I have said this before: Unlike adopters, unlike the adoptees beholden to them, I would give anything to not write on this subject. I would give anything for one minute of one day to not think about adoption. I would do anything to avoid the constant reminder of this status, especially as it expands out to others equally displaced and dispossessed, with whom I feel great common cause. I would love to be able to understand what it means to “enjoy” this status as they seem to; this in-fact stasis. I look back at the past two months of words posted here and I am left completely and utterly undone. There is no catharsis to be found here.
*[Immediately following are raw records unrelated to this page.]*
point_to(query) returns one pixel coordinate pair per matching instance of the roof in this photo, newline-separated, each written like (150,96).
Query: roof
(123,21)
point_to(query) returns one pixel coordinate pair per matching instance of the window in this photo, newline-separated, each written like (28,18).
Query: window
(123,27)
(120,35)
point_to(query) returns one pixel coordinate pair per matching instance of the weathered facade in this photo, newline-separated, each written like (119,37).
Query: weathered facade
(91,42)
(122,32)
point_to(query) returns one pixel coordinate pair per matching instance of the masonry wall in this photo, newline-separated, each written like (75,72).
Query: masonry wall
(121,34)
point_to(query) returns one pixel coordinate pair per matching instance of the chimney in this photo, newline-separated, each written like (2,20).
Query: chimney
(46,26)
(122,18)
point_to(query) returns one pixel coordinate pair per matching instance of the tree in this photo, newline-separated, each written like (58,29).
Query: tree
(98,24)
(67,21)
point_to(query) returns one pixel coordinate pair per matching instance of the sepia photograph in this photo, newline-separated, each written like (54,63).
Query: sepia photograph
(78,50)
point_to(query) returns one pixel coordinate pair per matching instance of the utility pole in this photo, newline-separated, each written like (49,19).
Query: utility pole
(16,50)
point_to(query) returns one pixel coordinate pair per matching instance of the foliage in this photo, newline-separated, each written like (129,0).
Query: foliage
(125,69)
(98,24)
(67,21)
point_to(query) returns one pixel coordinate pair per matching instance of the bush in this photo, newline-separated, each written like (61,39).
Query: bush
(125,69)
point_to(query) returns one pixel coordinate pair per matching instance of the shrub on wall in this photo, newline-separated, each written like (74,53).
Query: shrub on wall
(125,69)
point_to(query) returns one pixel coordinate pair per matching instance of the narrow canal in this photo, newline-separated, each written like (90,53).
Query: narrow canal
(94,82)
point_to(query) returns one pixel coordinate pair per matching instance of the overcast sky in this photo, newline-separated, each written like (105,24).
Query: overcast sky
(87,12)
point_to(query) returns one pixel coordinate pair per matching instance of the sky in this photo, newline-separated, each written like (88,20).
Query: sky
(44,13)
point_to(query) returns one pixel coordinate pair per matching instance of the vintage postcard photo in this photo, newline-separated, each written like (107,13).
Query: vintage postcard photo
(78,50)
Our voices, in the separate and in the singular, are but whispers in the void. Our voices, as active as they might seem to be, are not Action. Our Voice, not necessarily united, but seen as an aggregate whole, a spectrum valid only in its completeness, going from most docile to most radical, is a powerful tool for the actual change needed in society to rectify the injustice of our adoption. At the end of these two months of musings and questions/answers, I might only ask that at the very least, even among our disagreements and disaccord, can we not acknowledge the validity of this, our Voice? Not what I say, but what we say, collectively speaking? Is there any hope to be found by remaining firmly entrenched within and wholeheartedly affirming the status quo that was the direct cause of our adoptions in the first place? If so, can those happy within this Matrix at least formalize their actions, and admit to themselves the effect this has on the rest of us, with a dropping of the pretense of “activism” where none exists, and an acknowledgment of the desire to see us silenced? Can we not pretend we are changing the System until such a time that we actually have managed to change it? Me, I want to be done with this charade.
Is this even possible? This is my question.